El primer helecho, producido con un pequeño ordenador de mesa, correspondió exactamente con el que guardaba desde su infancia entre las páginas de un libro.

—Fue una imagen asombrosa, correcta en todos los extremos. Ningún biólogo habría vacilado en identificarlo.

La naturaleza, en cierta manera, aseguró Barnsley, se entretuvo con una versión especial del juego del caos.

—La espora que contiene el código genético de un helecho posee una cantidad precisa de información. Por consiguiente, la complicación con que un helecho se desarrolla tiene un límite. No sorprende, pues, que encontremos la información sucinta equivalente para describir esas plantas. Lo maravilloso sería lo contrario.

Pero ¿era necesario el azar? Hubbard pensó en el paralelismo que había entre el conjunto de Mandelbrot y la codificación biológica de la información. Se amoscaba ante la más leve insinuación de que aquellos procesos dependieran de la probabilidad.

—No existe azar en el conjunto de Mandelbrot —afirmó—. No lo hay en las cosas que hago. Tampoco creo que la posibilidad de que haya azar tenga importancia directa para la biología. En ella, el azar es la muerte; en ella, el caos es la muerte. Todo está muy estructurado. Cuando se clonan plantas, las ramas salen en el mismo, idéntico, orden. El conjunto de Mandelbrot se atiene a un esquema extraordinariamente preciso que no da cabida a ninguna expresión del azar. Tengo la vehemente sospecha de que, si un día se averigua cómo está organizado el cerebro, se descubrirá con estupefacción que hay un esquema codificador, de enorme precisión, para formarlo. La idea de lo fortuito en biología es refleja.

El azar posee sólo valor instrumental en la técnica de Barnsley. Los resultados son deterministas y predecibles. Cuando un punto surge en la pantalla del ordenador, nadie adivina dónde aparecerá el siguiente: depende del recorrido de la imaginaria moneda interior de la máquina. Con todo, el flujo de la luz permanece siempre dentro de los límites imprescindibles para producir una figura en el fósforo. Hasta ese extremo el papel del azar es una ilusión.

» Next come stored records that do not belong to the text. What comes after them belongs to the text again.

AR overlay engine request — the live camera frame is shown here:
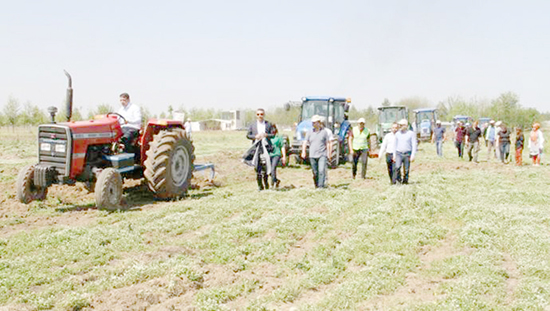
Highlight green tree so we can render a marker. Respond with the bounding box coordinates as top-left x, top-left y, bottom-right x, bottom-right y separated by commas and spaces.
4, 96, 20, 127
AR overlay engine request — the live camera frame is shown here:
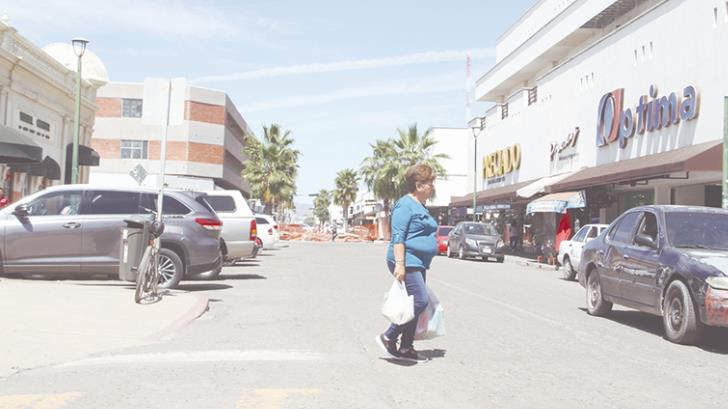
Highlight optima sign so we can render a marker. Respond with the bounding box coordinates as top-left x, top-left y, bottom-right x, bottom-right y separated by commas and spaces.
596, 85, 698, 148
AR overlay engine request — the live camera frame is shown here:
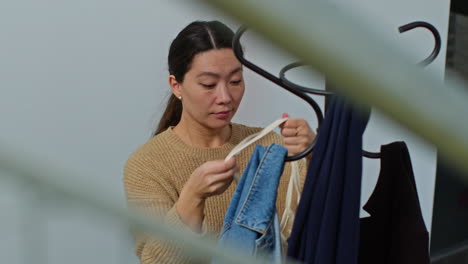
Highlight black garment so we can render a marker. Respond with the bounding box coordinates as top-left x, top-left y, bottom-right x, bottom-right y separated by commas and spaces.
359, 142, 429, 264
288, 98, 369, 264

—La casualidad es un trampantojo —dijo Barnsley—. Tiene importancia para obtener imágenes de cierta medida invariante, que viven en el objeto fractal; pero éste en sí no depende del azar. Con una probabilidad, siempre se obtiene la misma imagen. Sondar los objetos fractales, con un algoritmo fortuito, proporciona información recóndita, de la misma suerte que, cuando entramos en una habitación desconocida, nuestros ojos bailan de un sitio a otro de modo que podría describirse como pendiente del azar, y así tenemos una idea clara de cómo es esa estancia. Pero la habitación es lo que es. El objeto existe hagamos lo que hagamos.

El conjunto de Mandelbrot existe de la misma manera. Existía antes de que Peitgen y Richter se dedicaran a convertirlo en expresión artística; antes de que Hubbard y Douady entendieran su esencia matemática, y antes de que Mandelbrot lo descubriera. Existió en cuanto la ciencia creó un contexto: una noción de números complejos y de funciones iterativas. Entonces esperó que lo desvelasen. O acaso existió mucho antes, desde que la naturaleza se organizó mediante leyes físicas sencillas, repetidas con paciencia inagotable y sin modificarse jamás.